– Ne me dites pas que vous partez ?
– C’est bien cela pourtant. Le duc vient de me donner mon congé avec plus de bonne grâce d’ailleurs que je n’aurais osé l’espérer dans de telles circonstances...
– Milan et la Bourgogne ne sont plus alliées ?
– Non. Il est déjà inespéré que nous ne soyons pas en guerre. Monseigneur a bien voulu me dire qu’il me regretterait...
– Il n’est pas le seul. Je suis... navrée de vous perdre, mon ami. Nous reverrons-nous jamais ?
– Pourquoi pas ? Milan n’est pas si loin et je tiens à ce que vous sachiez que ma maison sera toujours prête à vous accueillir.
– Sauf si vous n’y êtes pas. Qui dit que l’on ne vous enverra pas demain chez le Grand Khan ?
– Il y a peu de chance : sa langue m’est inconnue. Mais... je suis venu aussi vous communiquer la nouvelle que je viens d’apprendre de Galeotto : Campobasso revient !
– Ici ?
– Peut-être pas. Mais il a écrit au duc pour lui proposer de reprendre du service avec sa condotta. Cela représente près de deux mille hommes et sa proposition a été accueillie avec transport.
Fiora rejoignit Léonarde qui cousait près de la fenêtre.
– Vous avez entendu ? Il faut que nous nous préparions à partir sur l’heure. Attendez-nous un moment, mon ami, nous ferons route ensemble ! ...
Elle se précipitait déjà vers un coffre qu’elle ouvrit.
– Je vous en prie, n’en faites rien. J’avais prévu votre réaction et j’ai demandé la permission de vous emmener. Monseigneur refuse formellement de vous laisser partir.
Laissant retomber le couvercle, Fiora hésita un instant puis marcha vers la porte :
– Il ne me le refusera pas à moi.
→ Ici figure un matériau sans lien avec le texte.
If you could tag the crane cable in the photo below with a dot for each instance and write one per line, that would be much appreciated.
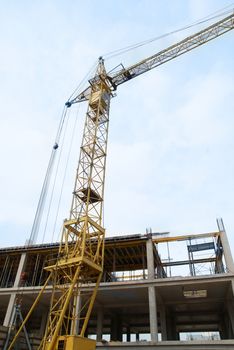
(64, 175)
(45, 186)
(55, 178)
(118, 52)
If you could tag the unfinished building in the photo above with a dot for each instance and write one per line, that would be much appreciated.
(157, 291)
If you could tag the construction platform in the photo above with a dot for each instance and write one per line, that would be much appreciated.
(157, 292)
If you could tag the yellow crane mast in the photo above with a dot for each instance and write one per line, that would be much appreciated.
(81, 253)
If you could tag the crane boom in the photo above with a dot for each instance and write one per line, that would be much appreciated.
(81, 254)
(191, 42)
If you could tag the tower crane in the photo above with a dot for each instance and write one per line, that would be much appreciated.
(81, 253)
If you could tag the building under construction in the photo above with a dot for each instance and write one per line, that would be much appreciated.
(145, 299)
(123, 292)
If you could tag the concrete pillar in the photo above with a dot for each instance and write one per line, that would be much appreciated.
(227, 252)
(20, 270)
(225, 244)
(116, 328)
(230, 308)
(153, 314)
(10, 307)
(128, 334)
(75, 324)
(100, 317)
(150, 259)
(43, 322)
(10, 310)
(163, 323)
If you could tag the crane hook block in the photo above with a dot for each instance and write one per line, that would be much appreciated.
(68, 104)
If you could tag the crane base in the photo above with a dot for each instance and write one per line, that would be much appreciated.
(73, 342)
Je ne veux plus rester ici, au milieu de tous ces hommes d’armes, dont les regards souvent me déplaisent, à attendre que Campobasso ne s’empare à nouveau de moi.
– N’y allez pas, Fiora ! Ce sera inutile. Tout ce que vous y gagnerez sera peut-être de vous retrouver tout à fait prisonnière.
– Mais enfin, il y a peu, vous me proposiez de m’aider à fuir ?
– En effet ! ... mais je ne savais pas tout. Et même je ne savais rien. Plus jamais le duc Charles ne vous autorisera à vous éloigner de lui. Et si vous prenez la fuite, vous savez quelle sera la conséquence ?
– C’est insensé ! s’écria Léonarde. Ce n’est plus de l’amour, c’est de la rage.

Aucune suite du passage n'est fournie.